I am particularly new to accord.net
(我对Accord.net特别陌生)
My case: Classifying short text of various length into 100+ different categories.
(我的情况是:将各种长度的短文本分为100多个不同类别。)
Input sample (10k Records in a .csv file)
(输入样本(.csv文件中的1万条记录))
Text ------------------------- Category
(文字-------------------------类别)
Cabinet -------------------- Furniture and Fittings
(内阁--------------------家具及配件)
Coffee Table -------------- Furniture and Fittings
(茶几--------------家具及配件)
Stainless steel table ----- Furniture and Fittings
(不锈钢桌-----家具及配件)
private static void bagOfWords(int[][] inputs, int[] outputs)
{
var bow = new BagOfWords<int>();
var quantizer = bow.Learn(inputs);
string filenamebow = Path.Combine(Application.StartupPath, "News_BOW.accord");
Serializer.Save(obj: bow, path: filenamebow);
double[][] histograms = quantizer.Transform(inputs);
// One way to perform sequence classification with an SVM is to use
// a kernel defined over sequences, such as DynamicTimeWarping.

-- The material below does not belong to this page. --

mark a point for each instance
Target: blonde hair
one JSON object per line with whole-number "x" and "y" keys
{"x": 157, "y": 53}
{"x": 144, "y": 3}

// Create the multi-class learning algorithm as one-vs-one with DTW:
var teacher = new MulticlassSupportVectorLearning<ChiSquare, double[]>()
{
Learner = (p) => new SequentialMinimalOptimization<ChiSquare, double[]>()
{
// Complexity = 100 // Create a hard SVM
}
};
// Learn a multi-label SVM using the teacher
var svm = teacher.Learn(histograms, outputs);
// Get the predictions for the inputs
int[] predicted = svm.Decide(histograms);
// Create a confusion matrix to check the quality of the predictions:
var cm = new GeneralConfusionMatrix(predicted: predicted, expected: outputs);
// Check the accuracy measure:
double accuracy = cm.Accuracy;
string filename = Path.Combine(Application.StartupPath, "News_SVM.accord");
Serializer.Save(obj: svm, path: filename);
}
private void Form1_Load(object sender, EventArgs e)
{
...........
..........
...........
dTable = worksheet.ExportDataTable();
/////////////////////////////////////////////////
StringBuilder sWords = new StringBuilder(); //what is this for btw?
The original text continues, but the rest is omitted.